You Matter Less Than You Think.
What if it’s good that you’re not important?
It’s really difficult to shake the habit of believing that you matter. Half the time you don’t even realise that you’re doing it. And even when you do, it’s so compelling to just go with it. Pretty much every aspect of the experience of being you is perfectly set up to convince you that you’re some kind of big deal.
I mean, let’s start with the obvious stuff. Every single thing that has ever happened in your life has happened from your perspective. Your friends are your friends. Your family is your family. It’s so natural to see the world this way that it feels strange, even offensive, whenever you’re referred to as so and so’s friend, or the person who works at such and such a place, or as anything other than the beating heart at the centre of whatever is going on.
Naturally, it’s not just you that seems important, the things that happen to you seem to matter that much more too. That minor inconvenience you suffered at the supermarket or the mild headache you’ve had since breakfast? How could they fail to be important if they’re happening to the most important person in existence? All of your opinions make perfect sense without you having to listen or show empathy or make any effort to think about them so how could they fail to feel right? Your feelings are visceral and urgent and real in a way that nobody else’s will ever be able to match so how could they fail to feel more urgent?

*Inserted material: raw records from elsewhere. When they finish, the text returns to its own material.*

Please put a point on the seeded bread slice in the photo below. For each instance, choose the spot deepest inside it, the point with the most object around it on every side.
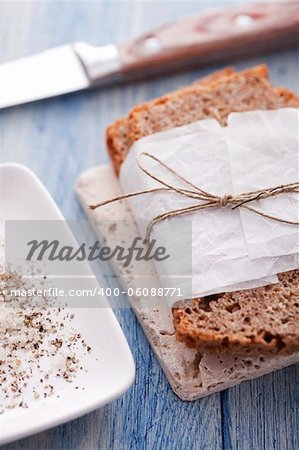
(214, 96)
(272, 311)
(118, 134)
(258, 320)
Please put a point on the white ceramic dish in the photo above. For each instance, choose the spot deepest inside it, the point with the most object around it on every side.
(109, 367)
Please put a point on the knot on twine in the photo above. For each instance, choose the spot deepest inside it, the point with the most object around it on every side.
(207, 199)
(225, 200)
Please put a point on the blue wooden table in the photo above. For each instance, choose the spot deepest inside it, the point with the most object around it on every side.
(60, 138)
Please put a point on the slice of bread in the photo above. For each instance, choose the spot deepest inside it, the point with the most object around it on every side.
(214, 96)
(257, 320)
(118, 134)
(253, 321)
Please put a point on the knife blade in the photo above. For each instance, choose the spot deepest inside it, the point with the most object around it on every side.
(214, 36)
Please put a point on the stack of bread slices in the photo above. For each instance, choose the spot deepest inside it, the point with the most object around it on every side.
(251, 321)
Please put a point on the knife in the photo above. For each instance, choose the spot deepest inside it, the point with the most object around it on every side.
(214, 36)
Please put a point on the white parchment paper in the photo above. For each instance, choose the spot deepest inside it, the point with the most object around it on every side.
(225, 249)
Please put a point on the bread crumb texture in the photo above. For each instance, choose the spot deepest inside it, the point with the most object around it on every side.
(264, 319)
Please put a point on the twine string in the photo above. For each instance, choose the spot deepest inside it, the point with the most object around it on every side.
(207, 199)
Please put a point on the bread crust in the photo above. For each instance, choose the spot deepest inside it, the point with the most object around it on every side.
(253, 321)
(216, 96)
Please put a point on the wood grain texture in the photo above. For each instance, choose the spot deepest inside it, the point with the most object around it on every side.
(60, 138)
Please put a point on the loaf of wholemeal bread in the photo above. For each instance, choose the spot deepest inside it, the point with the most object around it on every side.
(264, 319)
(213, 97)
(118, 136)
(252, 321)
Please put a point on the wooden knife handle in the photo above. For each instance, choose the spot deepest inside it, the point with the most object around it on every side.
(213, 36)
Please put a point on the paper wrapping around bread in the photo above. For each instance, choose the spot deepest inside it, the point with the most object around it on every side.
(192, 374)
(220, 250)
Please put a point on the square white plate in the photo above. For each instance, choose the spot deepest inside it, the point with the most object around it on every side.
(109, 366)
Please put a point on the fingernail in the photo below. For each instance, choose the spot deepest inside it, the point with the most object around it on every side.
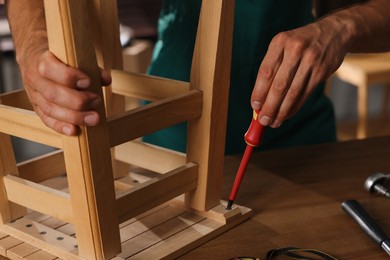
(255, 105)
(83, 83)
(67, 130)
(91, 120)
(265, 120)
(95, 103)
(275, 124)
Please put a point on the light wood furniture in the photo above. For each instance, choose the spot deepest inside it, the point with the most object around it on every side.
(296, 194)
(93, 204)
(363, 71)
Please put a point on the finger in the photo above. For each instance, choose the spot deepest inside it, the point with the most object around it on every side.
(265, 76)
(49, 110)
(278, 90)
(294, 96)
(105, 76)
(52, 68)
(63, 96)
(58, 126)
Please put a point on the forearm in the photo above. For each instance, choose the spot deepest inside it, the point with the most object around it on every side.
(28, 27)
(364, 27)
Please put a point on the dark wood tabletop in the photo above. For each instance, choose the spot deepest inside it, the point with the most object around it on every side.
(296, 194)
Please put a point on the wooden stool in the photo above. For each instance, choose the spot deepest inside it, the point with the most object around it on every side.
(102, 218)
(363, 70)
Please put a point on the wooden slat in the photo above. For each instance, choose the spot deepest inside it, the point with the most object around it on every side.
(146, 87)
(157, 191)
(27, 125)
(21, 251)
(150, 157)
(51, 241)
(157, 234)
(17, 98)
(38, 197)
(196, 234)
(155, 116)
(142, 224)
(210, 73)
(9, 211)
(87, 156)
(43, 167)
(7, 243)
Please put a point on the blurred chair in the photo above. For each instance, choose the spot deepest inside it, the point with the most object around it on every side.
(362, 71)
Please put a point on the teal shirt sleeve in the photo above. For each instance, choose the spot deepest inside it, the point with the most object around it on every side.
(256, 23)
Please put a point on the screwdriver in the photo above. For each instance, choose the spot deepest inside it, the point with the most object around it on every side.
(252, 138)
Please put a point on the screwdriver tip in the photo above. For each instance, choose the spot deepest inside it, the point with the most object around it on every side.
(230, 204)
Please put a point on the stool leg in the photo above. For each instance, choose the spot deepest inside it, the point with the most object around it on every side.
(362, 127)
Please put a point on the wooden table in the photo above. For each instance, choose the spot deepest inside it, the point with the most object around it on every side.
(296, 195)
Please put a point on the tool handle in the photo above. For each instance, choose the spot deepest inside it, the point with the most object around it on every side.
(364, 220)
(255, 131)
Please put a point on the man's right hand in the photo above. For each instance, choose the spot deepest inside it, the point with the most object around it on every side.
(59, 93)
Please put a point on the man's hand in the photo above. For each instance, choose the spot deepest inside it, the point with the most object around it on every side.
(299, 59)
(59, 93)
(295, 63)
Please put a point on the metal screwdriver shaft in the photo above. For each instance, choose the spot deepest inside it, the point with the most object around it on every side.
(253, 139)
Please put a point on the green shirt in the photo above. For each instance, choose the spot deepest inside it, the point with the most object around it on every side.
(256, 23)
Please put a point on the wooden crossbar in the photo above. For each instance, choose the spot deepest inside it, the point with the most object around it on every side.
(17, 98)
(150, 157)
(43, 167)
(154, 116)
(39, 197)
(146, 87)
(27, 125)
(157, 191)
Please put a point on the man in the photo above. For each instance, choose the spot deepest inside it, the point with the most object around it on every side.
(280, 57)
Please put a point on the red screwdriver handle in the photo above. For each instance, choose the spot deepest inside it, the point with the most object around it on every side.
(255, 131)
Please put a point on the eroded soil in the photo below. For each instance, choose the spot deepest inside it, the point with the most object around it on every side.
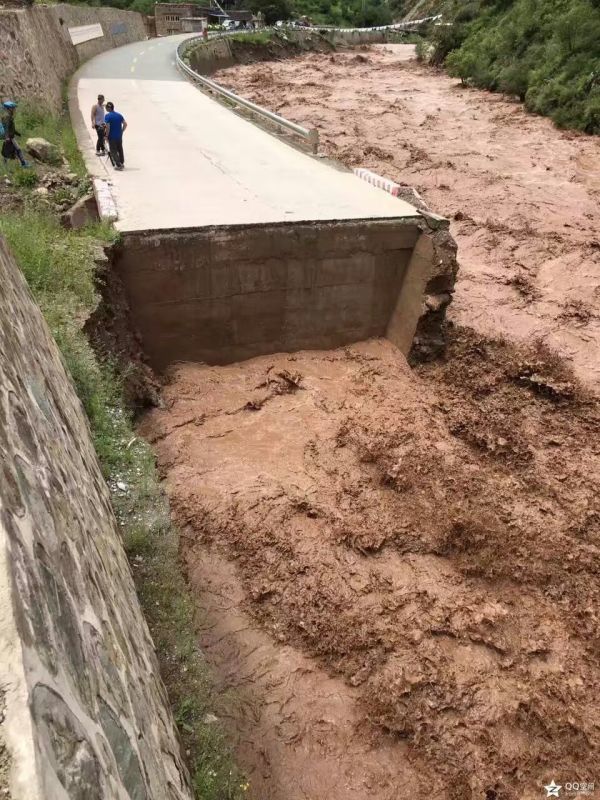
(400, 570)
(524, 197)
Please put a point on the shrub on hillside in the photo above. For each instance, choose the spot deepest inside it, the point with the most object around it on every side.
(547, 52)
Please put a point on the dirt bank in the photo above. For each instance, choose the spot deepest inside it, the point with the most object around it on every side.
(524, 196)
(400, 570)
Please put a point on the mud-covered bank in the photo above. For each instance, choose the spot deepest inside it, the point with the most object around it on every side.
(524, 197)
(400, 569)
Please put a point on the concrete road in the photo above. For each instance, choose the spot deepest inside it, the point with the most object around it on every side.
(190, 162)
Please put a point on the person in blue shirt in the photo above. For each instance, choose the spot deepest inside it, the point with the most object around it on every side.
(115, 127)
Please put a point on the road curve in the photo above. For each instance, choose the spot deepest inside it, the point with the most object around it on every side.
(190, 162)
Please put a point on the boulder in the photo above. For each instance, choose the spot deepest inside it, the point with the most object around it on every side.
(82, 213)
(42, 150)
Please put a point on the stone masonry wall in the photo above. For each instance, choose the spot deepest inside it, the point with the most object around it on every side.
(38, 56)
(85, 714)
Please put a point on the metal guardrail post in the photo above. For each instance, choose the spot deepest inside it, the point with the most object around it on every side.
(311, 135)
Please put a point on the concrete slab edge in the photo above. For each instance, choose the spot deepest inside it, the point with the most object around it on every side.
(107, 207)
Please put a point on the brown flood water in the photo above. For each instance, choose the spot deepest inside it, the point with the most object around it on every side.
(399, 571)
(524, 197)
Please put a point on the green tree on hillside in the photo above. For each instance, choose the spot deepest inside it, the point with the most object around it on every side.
(547, 52)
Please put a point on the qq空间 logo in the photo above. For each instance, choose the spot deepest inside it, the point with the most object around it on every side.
(569, 788)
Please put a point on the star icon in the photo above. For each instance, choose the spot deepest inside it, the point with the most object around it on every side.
(552, 789)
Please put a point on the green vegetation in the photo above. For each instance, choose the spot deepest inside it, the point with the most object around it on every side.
(59, 266)
(546, 52)
(259, 37)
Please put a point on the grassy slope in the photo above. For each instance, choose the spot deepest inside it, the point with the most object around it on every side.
(59, 267)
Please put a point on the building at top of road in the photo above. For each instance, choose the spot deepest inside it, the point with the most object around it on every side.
(174, 18)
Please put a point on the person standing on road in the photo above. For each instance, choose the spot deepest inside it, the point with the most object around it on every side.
(10, 148)
(115, 127)
(98, 124)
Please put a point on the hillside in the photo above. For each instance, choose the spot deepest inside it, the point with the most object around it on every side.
(546, 52)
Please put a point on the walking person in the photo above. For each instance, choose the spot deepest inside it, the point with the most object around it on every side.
(115, 127)
(10, 149)
(98, 124)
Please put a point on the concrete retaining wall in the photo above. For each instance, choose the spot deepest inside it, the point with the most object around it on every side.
(84, 715)
(37, 52)
(227, 294)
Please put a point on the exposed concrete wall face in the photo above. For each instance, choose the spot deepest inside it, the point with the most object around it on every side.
(223, 295)
(86, 716)
(38, 54)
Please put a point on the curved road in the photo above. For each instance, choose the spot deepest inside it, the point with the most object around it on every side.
(190, 162)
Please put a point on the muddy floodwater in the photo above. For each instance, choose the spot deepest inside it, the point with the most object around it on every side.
(399, 572)
(523, 197)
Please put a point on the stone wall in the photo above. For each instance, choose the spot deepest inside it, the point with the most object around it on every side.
(38, 55)
(85, 715)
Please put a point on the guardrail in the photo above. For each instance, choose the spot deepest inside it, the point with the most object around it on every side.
(311, 135)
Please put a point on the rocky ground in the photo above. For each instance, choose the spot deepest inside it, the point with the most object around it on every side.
(524, 197)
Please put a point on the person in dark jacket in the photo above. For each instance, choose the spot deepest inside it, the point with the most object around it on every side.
(98, 124)
(10, 149)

Even if you have crushingly low self-esteem, the only reason you feel bad about yourself is that you don’t match up to your mental image of how important you’re supposed to be. Your life has failed to support your underlying belief that you’re supposed to be at the centre of things. People with low self-esteem don’t lack confidence. The world has simply failed to support the image that they have of themselves in their heads. That’s a tough mismatch to deal with.
If you’ve come up against this mismatch yourself, you’ve probably been told to have confidence in yourself. Just believe in yourself and everything will be fine. Look at yourself in the mirror every morning and tell yourself that you’re great. And soon or later, you realised that it didn’t work. The delusion that you matter can’t be supported through your own efforts. What comes from that is a kind of weak, brittle confidence. It’s a confidence which event best is all swagger and self-importance. It’s the kind of false confidence that can’t bear to be challenged, or laughed at, or seen to fail. It’s one that many people, maybe yourself among them, cling to.
And it’s a shame because this kind of fragile confidence holds you back in so many ways. It’s the reason you’re afraid to try new things. It’s the reason why you don’t speak to that attractive non-gender-specific person that you like. It’s the reason you’re afraid to make mistakes. You’re afraid that the thin shell of confidence that you’ve wrapped around your quivering ego will shatter if it collides with reality.
For example, how many times have you been on a date and felt so nervous you thought you’d puke, all because you were worried you wouldn’t know what to say? You’ve got an entirely new, sexy human being in front of you, you idiot! Why are you so worried about yourself when you could be interested enough in them to ask a few questions about what they like or what they think about the annexation of Crimea? Stop focusing on yourself for once and just like magic, all of those concerns about yourself will vanish too, and you’ll get to find another human being interesting. Try it! They’ll appreciate it!
Or how about that book or song or video that you’ve been putting off making? Or even worse, that you’ve already made and are afraid to show to anybody. What could explain this insanity other than the completely misguided belief that it will matter if you aren’t as amazing as you want people to believe you are. Newsflash: You’re not. Nobody is. But if you put yourself out there, you at least have a chance at being useful.
Because this is the point I’ve been driving at this whole time; you don’t matter. Or let me be more precise and say; your opinion about whether you matter doesn’t matter. You don’t get to decide whether you matter or not. Just as you don’t get to decide whether you’re funny, or kind, or being an asshole. Your importance is directly proportional to how useful you are to the people around you. You don’t get to decide if you matter or not. They do.
I’m not saying you should base your sense of self-worth on whether others say you matter or not, I’m saying you should base it on how useful you are. On how much good you bring into the world. On how many lives are better for having you in them. I’m saying that you matter when you matter to someone. Or preferably many someones. Not when you tell yourself that you do.
This probably feels a little counterintuitive. After all, as we’ve discussed, almost everything about the experience of being you conspires to tell you that you’re a big deal. But the fact is, you aren’t the centre of the world, you’re the centre of your world. And while your world is yours alone, you share the world with 8 billion other people. So get out there. Make mistakes, fall on your ass, make people laugh, even if you’re the one they’re laughing at. As much as you might want to be, you aren’t the centre of the universe. But if you work at being useful, you might be the centre of somebody else’s.